La novela es McCarthy, que nos sienta y nos dice: mirémonos en este espejo, somos hijos de esta violencia. (Algo que también haría, algunos años después, aunque con mucha menos capacidad, Martin Scorsese en la muy tibia Gangs of New York). McCarthy tiene un gusto y un talento especial para esas escenas de violencia gráfica: las carga, con su lenguaje tan poético y declamatorio, de un significado que, en ese contexto histórico, no es otro que el de nuestra identidad como especie histórica. Es el reverso de Juan Rulfo (autor al que tanto, por otra parte, se parece McCarthy): en la novela se explicita el horror que en Rulfo es contenido y casi secreto.
Esas escenas están ahí para recordarnos cuál es el timbre de esa época, de ese crisol del que venimos: el del asesinato y la lujuria por arrancar cabelleras. Estas incursiones en la violencia van pautando el avance por el territorio y por los años. Crean el ritmo histórico y social con el que se elimina un pueblo y crece otro, como si fueran, esos picos de masacres, esos sollozos y esos alaridos, el mantra que cohesiona el todo y conforma el talante del espejo que recrea McCarthy.
Y el juez Holden debe de ser uno de los personajes más misteriosos jamás pensados por mente humana.

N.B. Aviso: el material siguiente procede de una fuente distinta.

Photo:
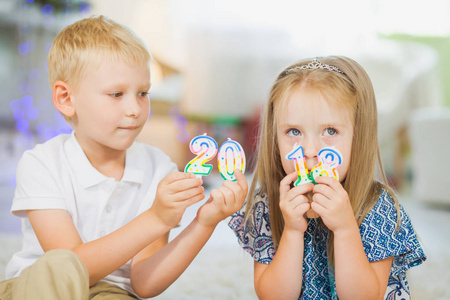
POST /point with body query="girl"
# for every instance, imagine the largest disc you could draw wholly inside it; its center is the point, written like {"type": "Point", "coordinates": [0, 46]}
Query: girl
{"type": "Point", "coordinates": [349, 239]}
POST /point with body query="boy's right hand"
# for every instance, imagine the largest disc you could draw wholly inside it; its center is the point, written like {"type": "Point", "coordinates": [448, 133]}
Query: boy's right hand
{"type": "Point", "coordinates": [294, 203]}
{"type": "Point", "coordinates": [174, 194]}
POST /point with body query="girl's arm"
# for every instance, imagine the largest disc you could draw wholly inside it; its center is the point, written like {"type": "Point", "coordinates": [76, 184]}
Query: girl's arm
{"type": "Point", "coordinates": [282, 278]}
{"type": "Point", "coordinates": [356, 278]}
{"type": "Point", "coordinates": [152, 273]}
{"type": "Point", "coordinates": [56, 230]}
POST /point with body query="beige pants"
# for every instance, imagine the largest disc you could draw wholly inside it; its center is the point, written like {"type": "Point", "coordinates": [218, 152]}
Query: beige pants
{"type": "Point", "coordinates": [58, 274]}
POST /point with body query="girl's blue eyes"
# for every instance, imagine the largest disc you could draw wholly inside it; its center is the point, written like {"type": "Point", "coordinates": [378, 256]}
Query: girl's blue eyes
{"type": "Point", "coordinates": [116, 95]}
{"type": "Point", "coordinates": [293, 132]}
{"type": "Point", "coordinates": [330, 131]}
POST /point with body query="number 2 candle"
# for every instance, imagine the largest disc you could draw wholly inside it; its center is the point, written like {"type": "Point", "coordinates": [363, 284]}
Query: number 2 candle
{"type": "Point", "coordinates": [205, 147]}
{"type": "Point", "coordinates": [231, 157]}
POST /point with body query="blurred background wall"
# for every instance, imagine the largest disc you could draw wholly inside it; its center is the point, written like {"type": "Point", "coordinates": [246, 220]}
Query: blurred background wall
{"type": "Point", "coordinates": [214, 63]}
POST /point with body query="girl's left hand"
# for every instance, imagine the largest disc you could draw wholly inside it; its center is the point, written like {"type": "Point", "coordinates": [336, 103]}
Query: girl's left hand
{"type": "Point", "coordinates": [331, 202]}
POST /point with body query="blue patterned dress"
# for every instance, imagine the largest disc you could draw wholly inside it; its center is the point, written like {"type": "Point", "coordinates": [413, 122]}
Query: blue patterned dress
{"type": "Point", "coordinates": [378, 233]}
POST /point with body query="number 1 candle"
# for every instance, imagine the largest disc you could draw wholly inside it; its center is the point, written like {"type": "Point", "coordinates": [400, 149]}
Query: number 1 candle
{"type": "Point", "coordinates": [231, 157]}
{"type": "Point", "coordinates": [298, 157]}
{"type": "Point", "coordinates": [329, 159]}
{"type": "Point", "coordinates": [205, 148]}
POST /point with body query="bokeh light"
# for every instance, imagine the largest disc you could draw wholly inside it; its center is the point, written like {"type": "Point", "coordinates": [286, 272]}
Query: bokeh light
{"type": "Point", "coordinates": [47, 10]}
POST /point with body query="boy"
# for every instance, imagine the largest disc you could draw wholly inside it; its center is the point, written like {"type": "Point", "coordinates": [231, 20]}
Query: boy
{"type": "Point", "coordinates": [99, 204]}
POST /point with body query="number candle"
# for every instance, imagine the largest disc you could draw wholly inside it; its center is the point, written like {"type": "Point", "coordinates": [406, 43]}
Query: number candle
{"type": "Point", "coordinates": [329, 160]}
{"type": "Point", "coordinates": [231, 157]}
{"type": "Point", "coordinates": [205, 148]}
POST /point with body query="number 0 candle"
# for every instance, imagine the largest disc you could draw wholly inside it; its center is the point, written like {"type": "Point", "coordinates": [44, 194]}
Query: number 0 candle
{"type": "Point", "coordinates": [205, 148]}
{"type": "Point", "coordinates": [231, 157]}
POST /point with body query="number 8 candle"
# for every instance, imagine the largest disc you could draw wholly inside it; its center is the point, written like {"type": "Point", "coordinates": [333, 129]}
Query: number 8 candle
{"type": "Point", "coordinates": [206, 148]}
{"type": "Point", "coordinates": [231, 157]}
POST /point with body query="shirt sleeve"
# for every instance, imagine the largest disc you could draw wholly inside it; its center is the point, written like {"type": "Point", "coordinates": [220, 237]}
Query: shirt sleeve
{"type": "Point", "coordinates": [254, 234]}
{"type": "Point", "coordinates": [36, 186]}
{"type": "Point", "coordinates": [382, 238]}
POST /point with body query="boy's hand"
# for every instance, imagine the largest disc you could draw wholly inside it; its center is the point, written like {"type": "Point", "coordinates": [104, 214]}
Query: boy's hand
{"type": "Point", "coordinates": [174, 194]}
{"type": "Point", "coordinates": [293, 203]}
{"type": "Point", "coordinates": [223, 201]}
{"type": "Point", "coordinates": [331, 202]}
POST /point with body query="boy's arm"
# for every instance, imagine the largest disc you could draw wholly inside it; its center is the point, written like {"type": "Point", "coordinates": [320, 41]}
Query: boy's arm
{"type": "Point", "coordinates": [55, 229]}
{"type": "Point", "coordinates": [152, 274]}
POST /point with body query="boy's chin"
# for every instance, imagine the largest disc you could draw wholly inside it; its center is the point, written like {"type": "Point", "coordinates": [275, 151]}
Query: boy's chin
{"type": "Point", "coordinates": [311, 214]}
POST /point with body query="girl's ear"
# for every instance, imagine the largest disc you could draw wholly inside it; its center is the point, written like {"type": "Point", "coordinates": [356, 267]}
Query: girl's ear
{"type": "Point", "coordinates": [62, 98]}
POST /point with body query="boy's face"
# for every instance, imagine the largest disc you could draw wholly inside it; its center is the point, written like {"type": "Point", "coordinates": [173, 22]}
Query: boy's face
{"type": "Point", "coordinates": [111, 106]}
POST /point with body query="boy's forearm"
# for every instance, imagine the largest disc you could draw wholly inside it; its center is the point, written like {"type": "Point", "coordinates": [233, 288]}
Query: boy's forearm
{"type": "Point", "coordinates": [153, 275]}
{"type": "Point", "coordinates": [355, 278]}
{"type": "Point", "coordinates": [282, 279]}
{"type": "Point", "coordinates": [105, 255]}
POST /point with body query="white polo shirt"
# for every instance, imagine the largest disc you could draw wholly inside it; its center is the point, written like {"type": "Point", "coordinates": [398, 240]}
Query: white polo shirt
{"type": "Point", "coordinates": [58, 175]}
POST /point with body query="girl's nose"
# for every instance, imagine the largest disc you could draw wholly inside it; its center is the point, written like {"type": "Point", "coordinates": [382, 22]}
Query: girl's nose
{"type": "Point", "coordinates": [132, 108]}
{"type": "Point", "coordinates": [311, 146]}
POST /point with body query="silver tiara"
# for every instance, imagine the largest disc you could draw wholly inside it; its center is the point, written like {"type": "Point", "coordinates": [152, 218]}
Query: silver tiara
{"type": "Point", "coordinates": [315, 64]}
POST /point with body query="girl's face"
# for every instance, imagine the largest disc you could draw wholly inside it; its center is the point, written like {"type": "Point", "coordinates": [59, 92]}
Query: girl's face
{"type": "Point", "coordinates": [314, 122]}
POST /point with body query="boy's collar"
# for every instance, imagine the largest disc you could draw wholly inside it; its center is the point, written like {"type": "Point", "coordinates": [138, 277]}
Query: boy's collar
{"type": "Point", "coordinates": [88, 176]}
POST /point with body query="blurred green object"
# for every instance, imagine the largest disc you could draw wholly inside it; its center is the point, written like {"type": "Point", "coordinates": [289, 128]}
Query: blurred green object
{"type": "Point", "coordinates": [442, 46]}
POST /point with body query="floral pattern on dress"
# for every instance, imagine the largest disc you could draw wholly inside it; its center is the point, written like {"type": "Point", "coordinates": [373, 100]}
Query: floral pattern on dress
{"type": "Point", "coordinates": [379, 233]}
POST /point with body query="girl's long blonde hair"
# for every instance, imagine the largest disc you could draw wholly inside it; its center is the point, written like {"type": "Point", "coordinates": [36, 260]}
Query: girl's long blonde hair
{"type": "Point", "coordinates": [353, 89]}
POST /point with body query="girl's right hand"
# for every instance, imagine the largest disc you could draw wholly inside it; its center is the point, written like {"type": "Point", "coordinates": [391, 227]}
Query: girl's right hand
{"type": "Point", "coordinates": [294, 203]}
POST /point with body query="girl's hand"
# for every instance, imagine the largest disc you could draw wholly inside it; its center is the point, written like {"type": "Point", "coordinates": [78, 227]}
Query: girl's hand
{"type": "Point", "coordinates": [331, 202]}
{"type": "Point", "coordinates": [224, 201]}
{"type": "Point", "coordinates": [294, 203]}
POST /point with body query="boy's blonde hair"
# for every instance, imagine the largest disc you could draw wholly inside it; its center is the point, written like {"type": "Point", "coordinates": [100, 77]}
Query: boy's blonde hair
{"type": "Point", "coordinates": [355, 91]}
{"type": "Point", "coordinates": [87, 43]}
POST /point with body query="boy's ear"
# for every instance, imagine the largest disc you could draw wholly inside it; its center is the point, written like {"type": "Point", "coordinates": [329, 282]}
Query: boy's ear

Aparece menos aún que el capitán Ahab, pero su presencia, inquietante y embrujadora, acaba siendo lo que lo determina todo. Tan es así que parece que las escenas en las que no aparece sean, antes que escenas con otros personajes, escenas sin el juez Holden. Nos cuesta entender que llegue a esos extremos de crueldad pero también nos admira todo lo que sabe y su in quebrantable capacidad para sobrevivir. Harold Bloom, en Cómo leer y por qué, dijo que “la magnificencia del libro –lenguaje, paisajes, personajes, conceptos– acaba por trascender la violencia y convertir la truculencia en un arte aterrador”. Sí, y yo diría que porque se insertó en una dinámica histórica que sigue vigente y porque en su violencia atemporal nos reconocemos.